Due to inadequate authorisation controls, an API endpoint lacking correct authorisation checks allows for an unauthenticated user to upload files. It also does not restrict the file types that can be uploaded, therefore any files can be introduced to the system without proper prevention controls.
By default the KACE service uses Windows IIS, meaning that an ASP file can be uploaded using the vulnerable API endpoint. The file is placed in the images directory on the webroot and the asp code is rendered upon browsing to the file resulting on code execution.
Within the system, it is possible to upload an image as part of the outlook settings and options within the Desktop Authority console. In an attempt to find machines that can be accessed without authentication, our attention was brought to the dacomponentui directory, this directory by default had directory listing enabled.
From here it was a matter of finding interesting .aspx files as they loaded without authentication being required to the KACE Desktop Authority system. profiles/profileitems/outlooksettings/InsertImage.aspx stood out. The endpoint allows for file upload to what seemed to be the outlook portion of the application, as described before.
Further testing was performed on this endpoint and using process monitor we were able to determine the directory to which the files are written to when uploaded using this endpoint. Uploading a file using the InsertImage.aspx endpoint will input the file into the images directory and is placed in a folder with a randomly generated GUID.
Querying the following endpoint will provide the opportunity to upload an image as part of the outlook settings and the folder to be placed in the aforementioned images directory.
As seen below, it was trivial to upload an ASP file containing code that would render upon accessing the file.
Following the upload of the file, the GUID is generated and the folder is created in the images directory. The images directory has directory listing on by default.
In order to weaponise this, you simply upload a malicious ASP file that allows for code execution. This can be seen below:
The flaw with this implementation is threefold. Firstly, the application does not require authentication to access the insertimage.aspx page. The insertimage.aspx page should have a valid users session in order to facilitate access. Secondly, the upload functionality is not checking the file type upon upload, meaning any file type can be introduced into the system through this endpoint. Thirdly, the images directory has directory listing enabled, meaning regardless of the randomly generated GUID, the attacker can still enumerate the directory to which the file is uploaded to.

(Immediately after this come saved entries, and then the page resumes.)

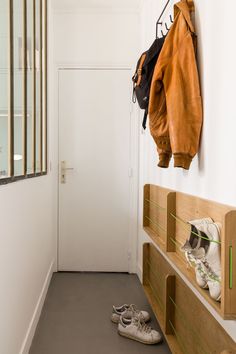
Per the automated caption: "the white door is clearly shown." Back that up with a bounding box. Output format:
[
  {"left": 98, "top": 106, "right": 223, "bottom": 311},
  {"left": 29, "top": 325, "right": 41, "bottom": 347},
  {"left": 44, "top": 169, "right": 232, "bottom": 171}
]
[{"left": 58, "top": 68, "right": 133, "bottom": 272}]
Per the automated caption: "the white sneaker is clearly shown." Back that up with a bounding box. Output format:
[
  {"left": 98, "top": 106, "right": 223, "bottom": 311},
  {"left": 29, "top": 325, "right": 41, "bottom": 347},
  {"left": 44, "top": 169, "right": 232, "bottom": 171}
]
[
  {"left": 182, "top": 218, "right": 212, "bottom": 288},
  {"left": 182, "top": 218, "right": 221, "bottom": 301},
  {"left": 111, "top": 304, "right": 150, "bottom": 324},
  {"left": 118, "top": 315, "right": 162, "bottom": 345},
  {"left": 192, "top": 220, "right": 221, "bottom": 301}
]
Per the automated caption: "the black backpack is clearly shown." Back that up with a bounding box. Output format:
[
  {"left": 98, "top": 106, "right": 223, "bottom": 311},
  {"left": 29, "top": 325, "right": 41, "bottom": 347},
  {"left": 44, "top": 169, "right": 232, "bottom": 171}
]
[{"left": 132, "top": 37, "right": 165, "bottom": 129}]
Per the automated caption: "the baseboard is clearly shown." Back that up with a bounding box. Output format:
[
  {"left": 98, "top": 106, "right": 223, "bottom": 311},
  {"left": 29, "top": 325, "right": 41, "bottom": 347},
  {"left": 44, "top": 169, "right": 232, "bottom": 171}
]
[
  {"left": 136, "top": 263, "right": 143, "bottom": 283},
  {"left": 19, "top": 260, "right": 55, "bottom": 354}
]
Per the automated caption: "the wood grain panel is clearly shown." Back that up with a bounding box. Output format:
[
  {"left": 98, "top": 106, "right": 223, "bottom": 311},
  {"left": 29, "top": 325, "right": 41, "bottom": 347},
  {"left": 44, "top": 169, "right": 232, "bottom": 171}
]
[
  {"left": 143, "top": 185, "right": 236, "bottom": 319},
  {"left": 143, "top": 184, "right": 174, "bottom": 251},
  {"left": 143, "top": 243, "right": 236, "bottom": 354}
]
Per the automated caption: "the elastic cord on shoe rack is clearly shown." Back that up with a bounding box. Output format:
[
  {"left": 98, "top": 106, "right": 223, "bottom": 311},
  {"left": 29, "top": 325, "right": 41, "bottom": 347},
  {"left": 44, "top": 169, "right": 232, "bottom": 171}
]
[
  {"left": 145, "top": 262, "right": 211, "bottom": 353},
  {"left": 168, "top": 320, "right": 189, "bottom": 354},
  {"left": 229, "top": 246, "right": 233, "bottom": 289},
  {"left": 145, "top": 277, "right": 164, "bottom": 307},
  {"left": 169, "top": 213, "right": 221, "bottom": 245},
  {"left": 144, "top": 198, "right": 221, "bottom": 244},
  {"left": 144, "top": 259, "right": 165, "bottom": 283},
  {"left": 145, "top": 198, "right": 166, "bottom": 211},
  {"left": 144, "top": 215, "right": 166, "bottom": 232},
  {"left": 168, "top": 296, "right": 210, "bottom": 354}
]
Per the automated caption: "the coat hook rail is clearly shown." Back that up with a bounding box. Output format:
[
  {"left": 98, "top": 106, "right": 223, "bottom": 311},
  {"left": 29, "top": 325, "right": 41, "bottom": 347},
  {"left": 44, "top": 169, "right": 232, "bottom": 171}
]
[
  {"left": 165, "top": 23, "right": 170, "bottom": 31},
  {"left": 156, "top": 0, "right": 172, "bottom": 38}
]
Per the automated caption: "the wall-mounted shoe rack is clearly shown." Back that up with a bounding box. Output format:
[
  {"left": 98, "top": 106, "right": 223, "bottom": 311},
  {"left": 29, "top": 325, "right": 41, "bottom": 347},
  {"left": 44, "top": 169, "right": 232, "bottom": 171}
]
[
  {"left": 143, "top": 243, "right": 236, "bottom": 354},
  {"left": 143, "top": 184, "right": 236, "bottom": 320}
]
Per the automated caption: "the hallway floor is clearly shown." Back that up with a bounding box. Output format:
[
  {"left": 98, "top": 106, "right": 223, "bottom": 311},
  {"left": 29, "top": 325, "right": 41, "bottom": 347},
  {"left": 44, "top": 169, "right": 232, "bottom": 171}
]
[{"left": 30, "top": 273, "right": 171, "bottom": 354}]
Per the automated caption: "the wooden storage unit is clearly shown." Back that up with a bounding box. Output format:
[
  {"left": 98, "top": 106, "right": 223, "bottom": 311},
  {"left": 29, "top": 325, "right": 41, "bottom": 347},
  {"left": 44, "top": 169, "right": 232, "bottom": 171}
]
[
  {"left": 143, "top": 184, "right": 236, "bottom": 319},
  {"left": 143, "top": 184, "right": 175, "bottom": 252},
  {"left": 143, "top": 243, "right": 236, "bottom": 354}
]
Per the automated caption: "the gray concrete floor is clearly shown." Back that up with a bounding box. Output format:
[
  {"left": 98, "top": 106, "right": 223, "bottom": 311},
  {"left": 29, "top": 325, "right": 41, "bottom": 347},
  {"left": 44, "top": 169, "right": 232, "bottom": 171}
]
[{"left": 30, "top": 273, "right": 171, "bottom": 354}]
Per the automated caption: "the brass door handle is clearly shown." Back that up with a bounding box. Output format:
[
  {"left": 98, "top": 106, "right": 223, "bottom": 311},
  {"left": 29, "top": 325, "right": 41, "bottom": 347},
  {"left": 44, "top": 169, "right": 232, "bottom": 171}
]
[{"left": 61, "top": 161, "right": 74, "bottom": 184}]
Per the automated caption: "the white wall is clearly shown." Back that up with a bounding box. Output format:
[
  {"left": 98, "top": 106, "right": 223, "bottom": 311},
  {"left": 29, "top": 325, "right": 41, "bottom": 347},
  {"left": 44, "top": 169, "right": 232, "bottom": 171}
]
[
  {"left": 0, "top": 5, "right": 56, "bottom": 354},
  {"left": 0, "top": 177, "right": 56, "bottom": 354},
  {"left": 51, "top": 0, "right": 141, "bottom": 66},
  {"left": 138, "top": 0, "right": 236, "bottom": 341}
]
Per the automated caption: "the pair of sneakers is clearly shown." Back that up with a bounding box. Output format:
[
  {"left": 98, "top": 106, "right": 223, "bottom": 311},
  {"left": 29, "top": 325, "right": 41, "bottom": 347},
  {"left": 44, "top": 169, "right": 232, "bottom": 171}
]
[
  {"left": 182, "top": 218, "right": 221, "bottom": 301},
  {"left": 111, "top": 304, "right": 162, "bottom": 345}
]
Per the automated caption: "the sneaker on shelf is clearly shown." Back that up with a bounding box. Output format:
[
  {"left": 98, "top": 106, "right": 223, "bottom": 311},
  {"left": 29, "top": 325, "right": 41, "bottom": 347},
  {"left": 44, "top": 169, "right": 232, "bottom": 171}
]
[
  {"left": 182, "top": 218, "right": 212, "bottom": 289},
  {"left": 111, "top": 304, "right": 150, "bottom": 324},
  {"left": 118, "top": 314, "right": 162, "bottom": 345},
  {"left": 197, "top": 222, "right": 221, "bottom": 301},
  {"left": 182, "top": 218, "right": 221, "bottom": 301}
]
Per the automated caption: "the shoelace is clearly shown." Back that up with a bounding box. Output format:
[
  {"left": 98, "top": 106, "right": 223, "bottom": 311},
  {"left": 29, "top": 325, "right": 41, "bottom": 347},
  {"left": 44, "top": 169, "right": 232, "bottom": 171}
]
[
  {"left": 133, "top": 316, "right": 152, "bottom": 334},
  {"left": 197, "top": 259, "right": 221, "bottom": 283},
  {"left": 128, "top": 304, "right": 144, "bottom": 318},
  {"left": 184, "top": 249, "right": 221, "bottom": 283}
]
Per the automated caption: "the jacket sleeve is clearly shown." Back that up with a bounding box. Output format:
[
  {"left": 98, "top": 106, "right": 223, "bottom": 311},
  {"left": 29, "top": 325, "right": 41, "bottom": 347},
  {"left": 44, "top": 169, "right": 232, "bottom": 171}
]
[{"left": 164, "top": 32, "right": 203, "bottom": 170}]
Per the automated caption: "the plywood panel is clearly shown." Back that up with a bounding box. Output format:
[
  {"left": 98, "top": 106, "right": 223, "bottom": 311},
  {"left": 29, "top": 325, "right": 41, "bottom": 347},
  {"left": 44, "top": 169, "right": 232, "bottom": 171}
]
[
  {"left": 143, "top": 185, "right": 236, "bottom": 319},
  {"left": 143, "top": 243, "right": 236, "bottom": 354},
  {"left": 143, "top": 184, "right": 174, "bottom": 251}
]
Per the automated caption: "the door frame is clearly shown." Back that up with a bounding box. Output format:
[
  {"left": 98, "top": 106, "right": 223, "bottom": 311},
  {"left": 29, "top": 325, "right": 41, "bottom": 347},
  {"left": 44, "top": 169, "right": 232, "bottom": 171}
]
[{"left": 55, "top": 64, "right": 140, "bottom": 274}]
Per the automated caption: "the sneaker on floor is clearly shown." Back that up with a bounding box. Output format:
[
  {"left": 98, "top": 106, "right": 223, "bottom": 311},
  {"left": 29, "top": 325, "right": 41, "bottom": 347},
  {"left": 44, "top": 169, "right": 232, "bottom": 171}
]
[
  {"left": 111, "top": 304, "right": 150, "bottom": 324},
  {"left": 118, "top": 315, "right": 162, "bottom": 345}
]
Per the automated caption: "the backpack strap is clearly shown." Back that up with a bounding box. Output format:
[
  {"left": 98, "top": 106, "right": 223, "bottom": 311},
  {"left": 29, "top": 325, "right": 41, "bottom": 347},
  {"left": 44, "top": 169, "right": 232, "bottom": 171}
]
[
  {"left": 136, "top": 53, "right": 147, "bottom": 86},
  {"left": 142, "top": 109, "right": 148, "bottom": 130},
  {"left": 132, "top": 86, "right": 136, "bottom": 103}
]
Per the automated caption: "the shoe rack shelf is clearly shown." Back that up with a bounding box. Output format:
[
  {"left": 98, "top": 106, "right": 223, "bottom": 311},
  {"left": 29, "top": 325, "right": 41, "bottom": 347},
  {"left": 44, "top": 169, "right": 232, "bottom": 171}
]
[
  {"left": 143, "top": 243, "right": 236, "bottom": 354},
  {"left": 143, "top": 184, "right": 236, "bottom": 320}
]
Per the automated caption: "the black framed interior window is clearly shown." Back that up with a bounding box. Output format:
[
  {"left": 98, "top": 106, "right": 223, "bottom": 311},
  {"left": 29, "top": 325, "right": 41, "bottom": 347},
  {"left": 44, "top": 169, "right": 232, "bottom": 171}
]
[{"left": 0, "top": 0, "right": 47, "bottom": 184}]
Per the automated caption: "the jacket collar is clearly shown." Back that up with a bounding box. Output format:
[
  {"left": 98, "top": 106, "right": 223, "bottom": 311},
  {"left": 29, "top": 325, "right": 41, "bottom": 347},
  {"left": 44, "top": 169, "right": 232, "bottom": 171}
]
[{"left": 174, "top": 0, "right": 195, "bottom": 33}]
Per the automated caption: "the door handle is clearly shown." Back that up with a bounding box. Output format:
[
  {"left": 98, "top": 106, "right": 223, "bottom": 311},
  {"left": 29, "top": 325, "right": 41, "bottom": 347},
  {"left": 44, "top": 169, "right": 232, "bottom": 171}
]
[{"left": 61, "top": 161, "right": 74, "bottom": 184}]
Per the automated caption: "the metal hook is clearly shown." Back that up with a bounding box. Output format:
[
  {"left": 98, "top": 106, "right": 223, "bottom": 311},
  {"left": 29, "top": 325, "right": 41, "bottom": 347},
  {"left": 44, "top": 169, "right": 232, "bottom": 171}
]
[
  {"left": 161, "top": 29, "right": 165, "bottom": 37},
  {"left": 170, "top": 14, "right": 174, "bottom": 23},
  {"left": 156, "top": 21, "right": 162, "bottom": 38},
  {"left": 155, "top": 0, "right": 171, "bottom": 38},
  {"left": 165, "top": 23, "right": 170, "bottom": 31}
]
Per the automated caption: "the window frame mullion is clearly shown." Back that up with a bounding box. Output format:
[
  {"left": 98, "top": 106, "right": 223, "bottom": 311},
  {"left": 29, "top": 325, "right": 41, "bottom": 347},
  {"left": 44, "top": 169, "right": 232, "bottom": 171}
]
[
  {"left": 23, "top": 0, "right": 27, "bottom": 175},
  {"left": 8, "top": 0, "right": 14, "bottom": 177},
  {"left": 44, "top": 0, "right": 48, "bottom": 172},
  {"left": 32, "top": 0, "right": 36, "bottom": 174},
  {"left": 39, "top": 0, "right": 43, "bottom": 172}
]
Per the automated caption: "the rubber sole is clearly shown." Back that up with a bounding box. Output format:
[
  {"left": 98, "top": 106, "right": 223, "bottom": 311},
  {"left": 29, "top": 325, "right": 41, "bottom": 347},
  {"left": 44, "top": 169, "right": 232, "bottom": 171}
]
[{"left": 118, "top": 330, "right": 162, "bottom": 345}]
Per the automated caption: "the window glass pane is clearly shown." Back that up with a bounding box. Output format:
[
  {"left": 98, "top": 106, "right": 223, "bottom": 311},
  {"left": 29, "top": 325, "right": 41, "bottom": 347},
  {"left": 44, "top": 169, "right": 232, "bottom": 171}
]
[
  {"left": 0, "top": 0, "right": 9, "bottom": 179},
  {"left": 13, "top": 0, "right": 24, "bottom": 176},
  {"left": 35, "top": 0, "right": 41, "bottom": 173},
  {"left": 27, "top": 0, "right": 33, "bottom": 174}
]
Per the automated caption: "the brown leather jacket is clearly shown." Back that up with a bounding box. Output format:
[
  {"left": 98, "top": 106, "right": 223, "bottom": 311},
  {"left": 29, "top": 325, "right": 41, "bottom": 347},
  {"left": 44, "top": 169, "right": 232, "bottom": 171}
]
[{"left": 148, "top": 0, "right": 202, "bottom": 170}]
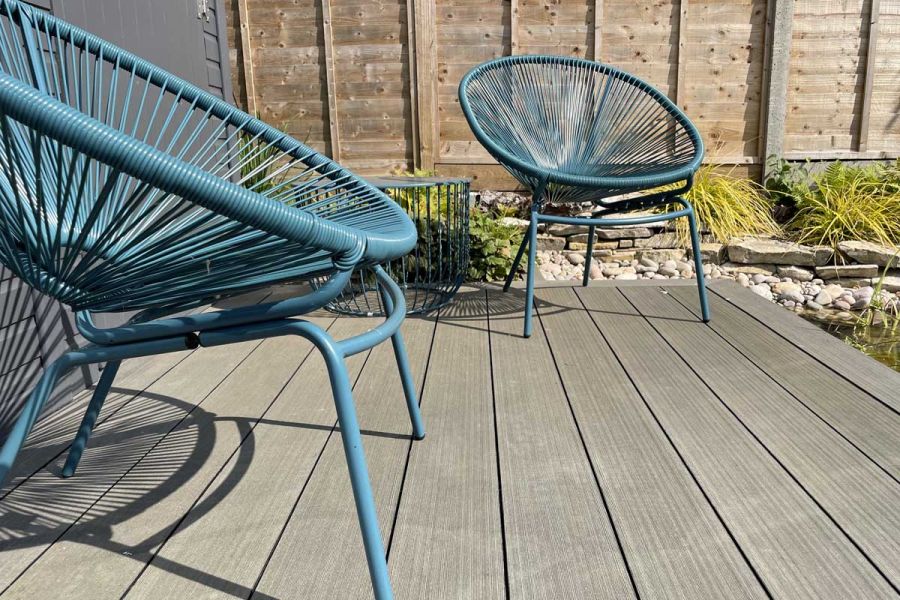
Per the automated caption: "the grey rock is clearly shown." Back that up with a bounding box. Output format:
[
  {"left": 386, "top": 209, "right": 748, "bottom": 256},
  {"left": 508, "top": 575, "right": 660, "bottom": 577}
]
[
  {"left": 499, "top": 217, "right": 530, "bottom": 230},
  {"left": 833, "top": 300, "right": 852, "bottom": 311},
  {"left": 816, "top": 264, "right": 879, "bottom": 279},
  {"left": 777, "top": 265, "right": 814, "bottom": 282},
  {"left": 806, "top": 301, "right": 823, "bottom": 311},
  {"left": 814, "top": 291, "right": 833, "bottom": 306},
  {"left": 736, "top": 273, "right": 751, "bottom": 287},
  {"left": 616, "top": 272, "right": 639, "bottom": 280},
  {"left": 634, "top": 232, "right": 681, "bottom": 249},
  {"left": 658, "top": 266, "right": 679, "bottom": 277},
  {"left": 536, "top": 235, "right": 566, "bottom": 251},
  {"left": 595, "top": 227, "right": 653, "bottom": 240},
  {"left": 636, "top": 265, "right": 658, "bottom": 274},
  {"left": 675, "top": 260, "right": 693, "bottom": 272},
  {"left": 750, "top": 284, "right": 774, "bottom": 300},
  {"left": 636, "top": 248, "right": 686, "bottom": 264},
  {"left": 639, "top": 256, "right": 660, "bottom": 269},
  {"left": 589, "top": 263, "right": 603, "bottom": 280},
  {"left": 752, "top": 274, "right": 767, "bottom": 285},
  {"left": 783, "top": 301, "right": 796, "bottom": 308},
  {"left": 837, "top": 240, "right": 899, "bottom": 267},
  {"left": 772, "top": 281, "right": 802, "bottom": 296},
  {"left": 721, "top": 262, "right": 776, "bottom": 276},
  {"left": 567, "top": 252, "right": 586, "bottom": 265},
  {"left": 695, "top": 242, "right": 726, "bottom": 264},
  {"left": 881, "top": 275, "right": 900, "bottom": 293},
  {"left": 727, "top": 238, "right": 832, "bottom": 266}
]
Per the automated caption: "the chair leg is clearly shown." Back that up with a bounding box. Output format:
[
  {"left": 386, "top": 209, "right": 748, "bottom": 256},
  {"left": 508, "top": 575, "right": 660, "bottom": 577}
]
[
  {"left": 686, "top": 204, "right": 711, "bottom": 322},
  {"left": 378, "top": 281, "right": 425, "bottom": 440},
  {"left": 582, "top": 224, "right": 596, "bottom": 287},
  {"left": 62, "top": 360, "right": 121, "bottom": 477},
  {"left": 317, "top": 337, "right": 393, "bottom": 600},
  {"left": 523, "top": 211, "right": 539, "bottom": 338},
  {"left": 1, "top": 359, "right": 72, "bottom": 486},
  {"left": 503, "top": 227, "right": 530, "bottom": 292}
]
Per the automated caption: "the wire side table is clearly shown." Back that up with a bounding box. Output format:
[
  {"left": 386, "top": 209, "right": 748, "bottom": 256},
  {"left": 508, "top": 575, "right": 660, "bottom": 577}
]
[{"left": 321, "top": 176, "right": 471, "bottom": 316}]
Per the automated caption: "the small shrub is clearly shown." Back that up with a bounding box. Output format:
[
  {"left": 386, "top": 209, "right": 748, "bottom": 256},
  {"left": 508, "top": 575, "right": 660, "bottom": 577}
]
[
  {"left": 468, "top": 209, "right": 524, "bottom": 281},
  {"left": 663, "top": 165, "right": 781, "bottom": 244},
  {"left": 786, "top": 161, "right": 900, "bottom": 249}
]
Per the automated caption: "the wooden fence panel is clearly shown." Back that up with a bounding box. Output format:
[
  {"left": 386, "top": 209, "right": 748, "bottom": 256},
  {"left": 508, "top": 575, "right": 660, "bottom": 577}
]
[{"left": 228, "top": 0, "right": 899, "bottom": 187}]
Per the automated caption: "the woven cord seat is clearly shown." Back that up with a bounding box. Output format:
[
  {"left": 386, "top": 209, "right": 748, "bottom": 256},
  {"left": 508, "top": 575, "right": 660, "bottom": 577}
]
[
  {"left": 460, "top": 55, "right": 710, "bottom": 336},
  {"left": 0, "top": 2, "right": 418, "bottom": 597}
]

Finally, to round this exploit off, I built a python script to automate code execution.
The script makes a request to the Desktop Authority service to retrieve the VIEWSTATE.
Once the VIEWSTATE is scraped from the service, the script then makes a POST request to upload the file to the insertimage.aspx page. This takes the VIEWSTATE parameter and other webfit boundary items in order to successfully upload the malicious asp file (
7c1fe428-4524-4c95-b16d-7711e30563bb.asp) into the images directory. Once the upload has succeeded, a GET request is made to the /images endpoint to enumerate the randomly generated GUIDs that are generated at folder creation time.
Following this, another GET request is made to GUID, and another to the file name once the script has enumerated it. One final GET request is made to the uploaded ASPX file and appends the CMD parameter to the request, which instructs the ASPX file to run the supplied data within the CMD parameter. The output is then returned to the user within the CLI.
The vendor responded in a timely fashion and provided updates relating to the fix.